Pero no me arredra este cúmulo de factores adversos. Son más y
de mayor fuerza los que me alimentan. Es la invitación, llena de
fraternal afecto, del señor arzobispo de Buenos Aires, que,
interpretando el sentir hispano de este gran pueblo, del que es
pastor insigne, llama al primado de España para que interprete
el sentido de hispanidad de esta fiesta de la raza y evoque, por
unos momentos, nuestra unidad de origen, de historia y de
destinos, en la caduca Europa y en esta América, lozana y
pujante. En esta lengua, vuestra y mía, que acá injertaron los
españoles en los pueblos aborígenes y que dentro de un siglo
será el vínculo social de cien millones de seres humanos. Es el
alma latina, y especificando más, el alma española, asiento de
hidalguía, madre de la claridad espiritual meridiana, que ha
llenado ambos mundos con el hábito del amor que funde y con este
sentido cristiano que acá y allá forma el subsuelo de la vida.
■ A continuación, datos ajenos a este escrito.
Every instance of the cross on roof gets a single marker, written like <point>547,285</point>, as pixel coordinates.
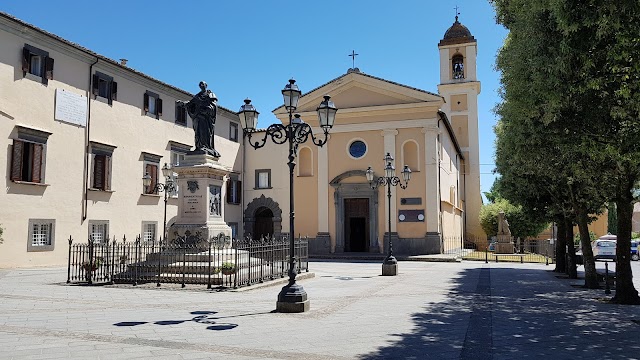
<point>353,57</point>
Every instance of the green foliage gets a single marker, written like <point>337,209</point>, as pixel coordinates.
<point>576,237</point>
<point>521,223</point>
<point>612,219</point>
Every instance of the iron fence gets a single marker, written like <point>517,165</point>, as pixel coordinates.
<point>528,250</point>
<point>218,261</point>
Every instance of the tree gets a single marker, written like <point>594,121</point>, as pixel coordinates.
<point>612,219</point>
<point>520,223</point>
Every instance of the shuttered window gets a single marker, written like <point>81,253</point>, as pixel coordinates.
<point>101,160</point>
<point>37,62</point>
<point>152,104</point>
<point>152,170</point>
<point>26,161</point>
<point>104,86</point>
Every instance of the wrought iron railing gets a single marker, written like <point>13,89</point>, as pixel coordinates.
<point>216,262</point>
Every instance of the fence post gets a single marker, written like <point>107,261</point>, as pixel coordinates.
<point>160,248</point>
<point>184,264</point>
<point>209,276</point>
<point>69,261</point>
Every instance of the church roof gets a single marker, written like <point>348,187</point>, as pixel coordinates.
<point>356,70</point>
<point>457,34</point>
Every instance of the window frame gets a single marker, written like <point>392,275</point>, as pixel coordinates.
<point>105,234</point>
<point>111,87</point>
<point>157,101</point>
<point>143,233</point>
<point>46,64</point>
<point>31,247</point>
<point>258,171</point>
<point>151,160</point>
<point>106,151</point>
<point>36,158</point>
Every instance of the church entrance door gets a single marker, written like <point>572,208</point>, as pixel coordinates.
<point>263,225</point>
<point>356,224</point>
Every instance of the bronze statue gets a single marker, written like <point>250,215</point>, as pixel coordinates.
<point>203,109</point>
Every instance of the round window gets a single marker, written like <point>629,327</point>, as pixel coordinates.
<point>357,149</point>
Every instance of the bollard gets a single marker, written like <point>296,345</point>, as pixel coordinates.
<point>607,287</point>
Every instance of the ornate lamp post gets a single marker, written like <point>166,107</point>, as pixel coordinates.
<point>390,264</point>
<point>292,297</point>
<point>167,187</point>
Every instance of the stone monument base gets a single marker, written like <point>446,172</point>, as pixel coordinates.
<point>390,269</point>
<point>504,245</point>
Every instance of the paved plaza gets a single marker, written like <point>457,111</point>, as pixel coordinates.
<point>465,310</point>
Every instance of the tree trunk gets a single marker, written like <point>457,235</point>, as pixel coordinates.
<point>572,271</point>
<point>590,276</point>
<point>561,250</point>
<point>626,293</point>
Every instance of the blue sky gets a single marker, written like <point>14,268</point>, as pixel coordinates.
<point>251,48</point>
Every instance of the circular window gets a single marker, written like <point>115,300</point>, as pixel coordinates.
<point>357,149</point>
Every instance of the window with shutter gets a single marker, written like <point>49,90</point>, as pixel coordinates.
<point>152,170</point>
<point>104,86</point>
<point>26,161</point>
<point>101,155</point>
<point>152,104</point>
<point>37,62</point>
<point>41,235</point>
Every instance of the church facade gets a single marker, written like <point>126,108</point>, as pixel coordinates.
<point>436,135</point>
<point>75,128</point>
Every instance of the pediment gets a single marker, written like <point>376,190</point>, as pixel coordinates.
<point>357,90</point>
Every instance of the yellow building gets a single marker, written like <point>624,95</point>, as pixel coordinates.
<point>75,129</point>
<point>436,135</point>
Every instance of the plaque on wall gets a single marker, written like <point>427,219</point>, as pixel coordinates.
<point>411,215</point>
<point>70,108</point>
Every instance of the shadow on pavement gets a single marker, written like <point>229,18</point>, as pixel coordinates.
<point>202,317</point>
<point>513,313</point>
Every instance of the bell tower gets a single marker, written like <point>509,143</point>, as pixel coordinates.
<point>459,86</point>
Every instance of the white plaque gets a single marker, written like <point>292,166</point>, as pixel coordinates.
<point>71,108</point>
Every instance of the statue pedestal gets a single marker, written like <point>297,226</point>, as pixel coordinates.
<point>504,245</point>
<point>202,191</point>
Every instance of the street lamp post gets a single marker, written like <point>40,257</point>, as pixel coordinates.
<point>167,187</point>
<point>292,297</point>
<point>390,264</point>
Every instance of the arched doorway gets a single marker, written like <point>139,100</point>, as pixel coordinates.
<point>263,225</point>
<point>260,212</point>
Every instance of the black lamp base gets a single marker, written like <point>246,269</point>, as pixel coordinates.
<point>292,299</point>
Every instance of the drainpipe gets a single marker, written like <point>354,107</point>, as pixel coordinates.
<point>85,189</point>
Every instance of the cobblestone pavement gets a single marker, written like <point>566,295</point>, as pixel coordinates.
<point>467,310</point>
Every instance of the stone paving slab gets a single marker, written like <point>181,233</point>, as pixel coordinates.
<point>466,310</point>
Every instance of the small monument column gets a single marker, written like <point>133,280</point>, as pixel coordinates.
<point>504,245</point>
<point>201,178</point>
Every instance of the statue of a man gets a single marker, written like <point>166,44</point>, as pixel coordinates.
<point>203,109</point>
<point>503,224</point>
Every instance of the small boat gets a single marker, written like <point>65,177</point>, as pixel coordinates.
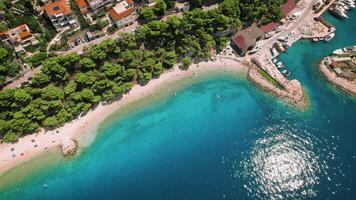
<point>282,39</point>
<point>329,37</point>
<point>345,50</point>
<point>339,12</point>
<point>255,49</point>
<point>285,73</point>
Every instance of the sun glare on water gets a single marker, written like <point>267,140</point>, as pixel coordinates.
<point>283,162</point>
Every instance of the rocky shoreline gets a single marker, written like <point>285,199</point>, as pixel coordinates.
<point>341,83</point>
<point>292,93</point>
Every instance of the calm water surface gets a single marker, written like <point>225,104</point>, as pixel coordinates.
<point>219,138</point>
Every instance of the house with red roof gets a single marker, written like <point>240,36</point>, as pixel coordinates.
<point>123,14</point>
<point>83,6</point>
<point>266,28</point>
<point>86,6</point>
<point>60,14</point>
<point>21,35</point>
<point>245,39</point>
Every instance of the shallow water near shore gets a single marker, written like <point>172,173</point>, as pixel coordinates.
<point>219,138</point>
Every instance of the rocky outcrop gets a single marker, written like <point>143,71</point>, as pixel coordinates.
<point>342,83</point>
<point>292,91</point>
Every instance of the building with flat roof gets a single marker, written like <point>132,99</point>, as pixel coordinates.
<point>98,4</point>
<point>288,7</point>
<point>83,6</point>
<point>19,36</point>
<point>123,14</point>
<point>245,39</point>
<point>60,14</point>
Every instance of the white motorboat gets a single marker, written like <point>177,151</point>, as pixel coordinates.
<point>329,37</point>
<point>280,65</point>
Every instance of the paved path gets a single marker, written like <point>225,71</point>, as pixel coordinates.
<point>56,38</point>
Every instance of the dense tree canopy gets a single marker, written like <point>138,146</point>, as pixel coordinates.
<point>70,85</point>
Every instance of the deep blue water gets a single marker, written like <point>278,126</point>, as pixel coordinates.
<point>219,138</point>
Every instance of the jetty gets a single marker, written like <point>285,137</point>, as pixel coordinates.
<point>338,69</point>
<point>302,22</point>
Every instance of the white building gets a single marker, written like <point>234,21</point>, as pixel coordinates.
<point>123,14</point>
<point>19,36</point>
<point>60,14</point>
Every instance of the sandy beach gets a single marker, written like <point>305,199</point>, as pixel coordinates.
<point>30,146</point>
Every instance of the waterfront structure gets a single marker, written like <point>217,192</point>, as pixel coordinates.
<point>98,4</point>
<point>60,14</point>
<point>123,14</point>
<point>19,36</point>
<point>245,39</point>
<point>288,7</point>
<point>92,35</point>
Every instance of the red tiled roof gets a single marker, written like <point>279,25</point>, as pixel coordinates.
<point>57,7</point>
<point>81,3</point>
<point>269,27</point>
<point>117,16</point>
<point>246,38</point>
<point>288,7</point>
<point>22,31</point>
<point>334,63</point>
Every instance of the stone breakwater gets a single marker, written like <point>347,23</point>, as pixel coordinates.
<point>69,147</point>
<point>333,78</point>
<point>292,91</point>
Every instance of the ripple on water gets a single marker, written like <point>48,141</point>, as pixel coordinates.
<point>282,161</point>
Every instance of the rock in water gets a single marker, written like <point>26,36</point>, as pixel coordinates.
<point>69,147</point>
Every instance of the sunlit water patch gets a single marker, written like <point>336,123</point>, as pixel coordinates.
<point>282,161</point>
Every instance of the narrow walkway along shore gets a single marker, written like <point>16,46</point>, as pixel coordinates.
<point>69,135</point>
<point>304,27</point>
<point>348,86</point>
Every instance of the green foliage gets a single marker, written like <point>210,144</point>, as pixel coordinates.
<point>84,24</point>
<point>70,85</point>
<point>87,63</point>
<point>186,62</point>
<point>146,15</point>
<point>160,8</point>
<point>170,3</point>
<point>36,59</point>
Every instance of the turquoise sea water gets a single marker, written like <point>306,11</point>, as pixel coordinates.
<point>218,138</point>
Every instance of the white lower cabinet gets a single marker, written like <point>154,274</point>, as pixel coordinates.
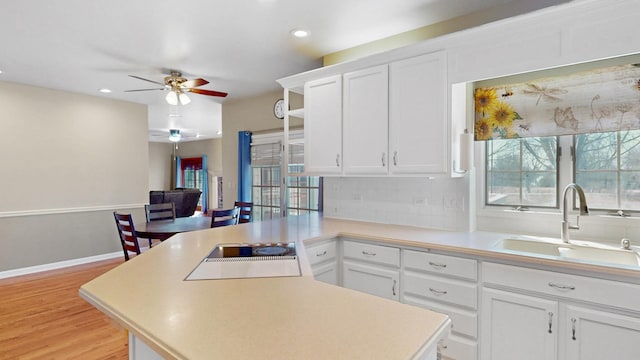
<point>323,258</point>
<point>445,284</point>
<point>517,326</point>
<point>370,279</point>
<point>520,313</point>
<point>371,268</point>
<point>595,335</point>
<point>544,315</point>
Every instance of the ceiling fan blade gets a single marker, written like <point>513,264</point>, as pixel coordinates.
<point>194,83</point>
<point>206,92</point>
<point>143,90</point>
<point>143,79</point>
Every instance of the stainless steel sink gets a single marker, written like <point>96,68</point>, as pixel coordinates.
<point>582,250</point>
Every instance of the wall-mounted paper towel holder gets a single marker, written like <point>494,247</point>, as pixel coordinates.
<point>466,155</point>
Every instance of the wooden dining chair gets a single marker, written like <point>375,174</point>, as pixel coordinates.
<point>224,217</point>
<point>245,211</point>
<point>157,212</point>
<point>127,232</point>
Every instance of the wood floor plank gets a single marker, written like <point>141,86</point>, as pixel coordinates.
<point>43,317</point>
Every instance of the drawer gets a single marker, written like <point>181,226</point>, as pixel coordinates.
<point>464,322</point>
<point>373,253</point>
<point>318,253</point>
<point>440,289</point>
<point>456,348</point>
<point>441,264</point>
<point>597,291</point>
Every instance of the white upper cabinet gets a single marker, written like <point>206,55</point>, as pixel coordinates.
<point>365,121</point>
<point>323,126</point>
<point>418,132</point>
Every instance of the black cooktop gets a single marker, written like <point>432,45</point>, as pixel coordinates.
<point>252,250</point>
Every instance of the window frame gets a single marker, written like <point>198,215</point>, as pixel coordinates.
<point>521,206</point>
<point>285,208</point>
<point>566,175</point>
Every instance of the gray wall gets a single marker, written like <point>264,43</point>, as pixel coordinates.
<point>68,161</point>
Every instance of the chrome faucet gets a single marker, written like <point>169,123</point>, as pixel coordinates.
<point>564,233</point>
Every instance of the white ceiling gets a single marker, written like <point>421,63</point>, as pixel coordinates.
<point>240,46</point>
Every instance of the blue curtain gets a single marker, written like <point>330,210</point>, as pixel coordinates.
<point>244,166</point>
<point>205,185</point>
<point>178,172</point>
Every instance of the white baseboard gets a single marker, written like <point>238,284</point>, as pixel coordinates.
<point>57,265</point>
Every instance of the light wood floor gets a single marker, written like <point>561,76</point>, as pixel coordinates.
<point>43,317</point>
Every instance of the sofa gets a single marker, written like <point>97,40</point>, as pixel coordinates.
<point>185,200</point>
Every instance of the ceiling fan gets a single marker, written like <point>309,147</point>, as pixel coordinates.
<point>177,85</point>
<point>173,135</point>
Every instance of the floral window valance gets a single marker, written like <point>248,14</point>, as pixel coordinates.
<point>601,100</point>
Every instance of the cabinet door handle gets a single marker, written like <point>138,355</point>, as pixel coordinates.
<point>438,292</point>
<point>562,287</point>
<point>437,265</point>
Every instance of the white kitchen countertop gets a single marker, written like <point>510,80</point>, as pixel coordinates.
<point>286,317</point>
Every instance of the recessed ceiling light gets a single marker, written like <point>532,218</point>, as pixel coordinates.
<point>299,33</point>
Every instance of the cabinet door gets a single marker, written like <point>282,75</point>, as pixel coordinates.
<point>595,335</point>
<point>371,279</point>
<point>516,326</point>
<point>418,135</point>
<point>326,273</point>
<point>365,121</point>
<point>323,126</point>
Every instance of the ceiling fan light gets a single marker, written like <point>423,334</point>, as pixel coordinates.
<point>184,99</point>
<point>172,98</point>
<point>174,135</point>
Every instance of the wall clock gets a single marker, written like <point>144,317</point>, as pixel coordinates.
<point>278,109</point>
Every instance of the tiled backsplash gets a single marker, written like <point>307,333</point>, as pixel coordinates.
<point>433,203</point>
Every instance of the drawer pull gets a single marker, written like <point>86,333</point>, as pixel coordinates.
<point>437,265</point>
<point>562,287</point>
<point>438,292</point>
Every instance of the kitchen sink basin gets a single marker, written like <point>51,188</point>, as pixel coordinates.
<point>582,250</point>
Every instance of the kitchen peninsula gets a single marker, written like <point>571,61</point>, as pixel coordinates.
<point>266,318</point>
<point>453,273</point>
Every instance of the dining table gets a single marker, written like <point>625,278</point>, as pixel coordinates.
<point>164,229</point>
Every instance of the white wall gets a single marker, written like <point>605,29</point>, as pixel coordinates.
<point>160,159</point>
<point>430,203</point>
<point>68,162</point>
En esta fe de Cristo, que empujó a nuestros mayores a salvar el
Atlántico; que arrancó de la idolatría a los viejos pobladores
de América; que realizó la visión de Miqueas, porque de ella
pudo levantarse, en todo meridiano, la hostia pura y blanca,
oblatio munda, desde las bajas Antillas a los Andes, de la tierra
de Magallanes a Behring, y desde la que hoy es el Amor de los
Amores, vuestro Jesús y mi Jesús, ha dominado inmensas
multitudes, fundido el pensamiento en el mismo digma y el
corazón en la misma caridad. Es la misma autoridad espiritual,
el gran papa Pío XI, que ha querido dar a este congreso
eucarístico un sello particular de unidad, enviándole la
representación más alta y más identificada con él, el
cardenal Pacelli, a quien todos, vosotros y yo, rendimos el
homenaje de nuestra admiración, por ser quien es, y de nuestro
rendimiento, por lo que representa.
Y en esta unidad múltiple yo no puedo sentirme ni desplazado ni
aturdido, porque me encuentro como en mi patria y entre hermanos,
y sé que se me oirá, no como se oye con alma escrutadora la
disertación fría de un sabio, si yo pudiera serlo, sino como se
escucha a un hermano o a un padre que habla con el corazón y los
brazos abiertos. En ellos os estrecho a todos, y ello me da,
desde este momento, derecho a vuestra benevolencia.
Os la pido y la espero hasta para el mismo tema que voy a
exponer. Porque pudiesen no coincidir nuestros pensamientos.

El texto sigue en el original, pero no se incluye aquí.